Cheng Erkang, Chen Jinwu, Yang Jie, Deng Huiyang, Wu Yi, Megalooikonomou Vasileios, Gable Bryce, Ling Haibin
Center for Data Analytics & Biomedical Informatics, Computer & Information Science Department, Temple University, Philadelphia, PA 19122, USA.
Annu Int Conf IEEE Eng Med Biol Soc. 2011;2011:6204-7. doi: 10.1109/IEMBS.2011.6091532.

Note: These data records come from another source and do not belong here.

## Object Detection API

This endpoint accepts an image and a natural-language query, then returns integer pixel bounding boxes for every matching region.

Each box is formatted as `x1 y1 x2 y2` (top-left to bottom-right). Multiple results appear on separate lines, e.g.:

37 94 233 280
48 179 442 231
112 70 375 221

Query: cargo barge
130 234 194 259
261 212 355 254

Orthodontic craniometric landmarks provide critical information in oral and maxillofacial imaging diagnosis and treatment planning. The Dent-landmark, defined as the odontoid process of the epistropheus, is one of the key landmarks to construct the midsagittal reference plane. In this paper, we propose a learning-based approach to automatically detect the Dent-landmark in the 3D cone-beam computed tomography (CBCT) dental data. Specifically, a detector is learned using the random forest with sampled context features. Furthermore, we use spacial prior to build a constrained search space other than use the full three dimensional space. The proposed method has been evaluated on a dataset containing 73 CBCT dental volumes and yields promising results.
正畸颅骨测量标志点在口腔颌面影像诊断和治疗计划中提供关键信息。齿突标志点,定义为枢椎的齿突,是构建矢状面参考平面的关键标志点之一。在本文中,我们提出一种基于学习的方法,用于在三维锥形束计算机断层扫描(CBCT)牙科数据中自动检测齿突标志点。具体而言,使用带有采样上下文特征的随机森林来学习一个检测器。此外,我们使用空间先验来构建一个受限搜索空间,而不是使用完整的三维空间。所提出的方法已在包含73个CBCT牙科容积的数据集上进行了评估,并取得了有希望的结果。